Le 9 avril, le président égyptien Abdelfattah Sissi a été reçu à Washington par le président Donald Trump. Le 30 avril, la porte-parole de la Maison-Blanche Sarah Sanders a fait cette déclaration : « Le président des Etats-Unis envisage de placer les Frères musulmans sur la liste noire américaine des organisations terroristes. Le président s’est entretenu avec son équipe de sécurité nationale et les dirigeants de la région qui partagent son inquiétude et cette désignation est en cours d’examen suivant le processus interne. »
Pratiquement tous les commentateurs et tous les observateurs ont fait le lien entre la visite de Sissi et l’annonce, trois semaines plus tard exactement, de l’intention de l’Exécutif américain d’ajouter la nébuleuse des Frères musulmans à sa liste noire des organisations terroristes. D’autant que Trump, qui a visiblement sympathisé avec son invité, n’a pas raté l’occasion de louer « le bon travail » qu’est en train de faire son homologue égyptien.
L’homme le plus heureux de l’annonce de la Maison-Blanche est incontestablement le président égyptien qui savoure déjà la perspective de voir ses pires ennemis épinglés par le président américain; et qui, dans le même temps, se délecte de sa capacité de convaincre la plus grande puissance du monde de se ranger aux côtés de l’Egypte dans sa bataille incessante contre la confrérie.
L’homme le plus malheureux de l’annonce de la Maison-Blanche est sans aucun doute le président turc Recep Tayyip Erdogan qui se lamente déjà de voir ses meilleurs amis et ses plus fidèles soutiens menacés de figurer d’un jour à l’autre sur la liste noire américaine des organisations terroristes.
Erdogan se trouve dans une situation cauchemardesque rien qu’en imaginant les conséquences désastreuses pour le parti islamiste turc qui vient de subir une catastrophe électorale dans les récentes élections municipales, où il a déjà laissé des plumes dans toutes les grandes villes turques.
On peut supposer sans risque d’erreur que les deux hommes sont en train de prier, chacun de son côté.
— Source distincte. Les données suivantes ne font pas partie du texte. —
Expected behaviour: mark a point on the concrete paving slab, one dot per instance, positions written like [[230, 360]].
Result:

Sissi prie pour que son beau rêve devienne réalité et Erdogan prie pour que son mauvais rêve ne se transforme pas en vrai cauchemar.
En attendant les résultats des prières de l’un et de l’autre, la vraie bataille qui décidera du sort de la confrérie se déroule à Washington. Le président Trump, son conseiller John Bolton et son secrétaire d’Etat Mike Pompeo sont pour l’inscription de la confrérie sur la liste des organisations terroristes. Alors que le département de la Défense et certaines agences de renseignements, dont la CIA, sont en train de faire toutes les pressions possibles pour les dissuader d’aller de l’avant.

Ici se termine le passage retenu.